What's the best way to send money to spain. For example if I opened a santander account in England and a relative had a joint card in Spain can we put money in in England and they take money out in Spain or is there another way that's do able.


----------



## davexf (Jan 26, 2009)

Hi

For large amount (house buying amounts) using a currency dealer, for day to day living a debit card, but for long term bring money across using a currency dealer 

Davexf


----------



## ezmerelda (Feb 17, 2014)

So the Santander would work, it's just to send couple hundred here and there.


----------



## 90199 (Mar 21, 2010)

ezmerelda said:


> So the Santander would work, it's just to send couple hundred here and there.


Cheaper with a currency dealer.


----------



## ezmerelda (Feb 17, 2014)

Sorry New to all this. Hence all the questions. Is it the exchange rate that makes currency dealers better.


----------



## amespana (Nov 10, 2009)

Currency dealers by far the best choice.My favourite by far is Currency fair.I bought this morning at 1.26.01 to the pound.Transfer fee 3 Euros,this is the same whatever the amount.All done in a day.My Spanish bank(banesto Santander) charge nothing to receive the money.


----------



## thrax (Nov 13, 2008)

send all your money to me in brown, unmarked envelopes. I promise to look after it very carefully.... Oh, and the rumours that I am soon to move to Venezuela are completely false. How do I know this? Because I just said so, is how...


----------



## 90199 (Mar 21, 2010)

ezmerelda said:


> Sorry New to all this. Hence all the questions. Is it the exchange rate that makes currency dealers better.



Far better, they deal in huge amounts and therefor can afford to give a better rate. I wait until the rate is in my favour, then transfer a lump sum. The firm I use do not charge me commission, the money arrives the next day, and my Spanish bank does not charge either.


----------



## Kate Anda (Apr 3, 2014)

My family use Caxtons pre paid cards for travelling and living abroad. You can get a euro or dollar card and anyone can top it up, then you take the money from cash machine. No charges and great exchange rates, its saved us a fortune over the years.


----------



## Alcalaina (Aug 6, 2010)

ezmerelda said:


> What's the best way to send money to spain. For example if I opened a santander account in England and a relative had a joint card in Spain can we put money in in England and they take money out in Spain or is there another way that's do able.

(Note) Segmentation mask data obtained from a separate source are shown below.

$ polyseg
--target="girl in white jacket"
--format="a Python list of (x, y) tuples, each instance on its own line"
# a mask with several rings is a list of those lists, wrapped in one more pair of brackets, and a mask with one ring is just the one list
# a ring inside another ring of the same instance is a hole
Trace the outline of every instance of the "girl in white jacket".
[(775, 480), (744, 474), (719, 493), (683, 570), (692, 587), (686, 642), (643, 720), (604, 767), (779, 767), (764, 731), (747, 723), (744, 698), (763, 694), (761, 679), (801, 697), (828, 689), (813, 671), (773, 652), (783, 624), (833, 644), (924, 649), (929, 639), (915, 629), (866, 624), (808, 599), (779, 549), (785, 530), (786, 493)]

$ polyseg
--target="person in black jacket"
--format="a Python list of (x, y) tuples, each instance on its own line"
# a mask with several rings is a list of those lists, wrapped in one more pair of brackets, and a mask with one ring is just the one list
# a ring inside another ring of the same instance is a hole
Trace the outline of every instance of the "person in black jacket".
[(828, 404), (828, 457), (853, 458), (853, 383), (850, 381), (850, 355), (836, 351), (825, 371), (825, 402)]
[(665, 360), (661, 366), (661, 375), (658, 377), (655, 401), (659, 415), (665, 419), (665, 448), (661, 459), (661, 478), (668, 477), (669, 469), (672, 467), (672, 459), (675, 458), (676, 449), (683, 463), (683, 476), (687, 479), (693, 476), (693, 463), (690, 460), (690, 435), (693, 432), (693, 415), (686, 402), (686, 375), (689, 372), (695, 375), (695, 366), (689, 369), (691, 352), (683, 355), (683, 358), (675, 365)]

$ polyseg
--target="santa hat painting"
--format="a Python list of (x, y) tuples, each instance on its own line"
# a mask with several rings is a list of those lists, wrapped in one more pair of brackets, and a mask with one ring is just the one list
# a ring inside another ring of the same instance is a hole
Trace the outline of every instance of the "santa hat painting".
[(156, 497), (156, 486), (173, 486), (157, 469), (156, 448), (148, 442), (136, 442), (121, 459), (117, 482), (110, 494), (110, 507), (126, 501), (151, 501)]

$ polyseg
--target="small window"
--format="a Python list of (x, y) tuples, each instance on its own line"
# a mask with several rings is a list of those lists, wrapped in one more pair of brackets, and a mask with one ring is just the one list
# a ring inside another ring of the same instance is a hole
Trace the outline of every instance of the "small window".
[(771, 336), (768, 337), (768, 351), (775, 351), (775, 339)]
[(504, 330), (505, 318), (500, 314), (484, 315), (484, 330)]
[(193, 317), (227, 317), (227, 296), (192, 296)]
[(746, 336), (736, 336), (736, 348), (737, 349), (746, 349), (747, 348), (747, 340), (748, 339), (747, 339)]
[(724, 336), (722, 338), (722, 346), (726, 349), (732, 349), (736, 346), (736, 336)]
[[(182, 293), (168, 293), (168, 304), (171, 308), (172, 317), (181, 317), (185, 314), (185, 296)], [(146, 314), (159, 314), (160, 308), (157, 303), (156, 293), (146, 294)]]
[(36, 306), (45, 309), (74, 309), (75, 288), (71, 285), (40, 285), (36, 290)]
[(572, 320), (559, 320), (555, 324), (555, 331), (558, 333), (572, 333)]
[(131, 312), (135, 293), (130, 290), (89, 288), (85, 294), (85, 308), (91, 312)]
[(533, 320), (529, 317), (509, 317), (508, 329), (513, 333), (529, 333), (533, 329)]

You mean if your relative has an account with Banco Santander in Spain, and you use their card to withdraw euros over here? 

That should work. The sterling-to-euro exchange rate won't be as as good as with specialised exchange companies but for small amounts it's not going to save you much.

Alternatively get one of those pre-paid cards that you load up before you come and then just use it in any Spanish ATM.


----------



## ezmerelda (Feb 17, 2014)

Alcalaina, yes that's what I would like,, although we live England and they live spain. We would like to send small amounts to them and via santander would be good, but the pre pay card sounds a good option.


----------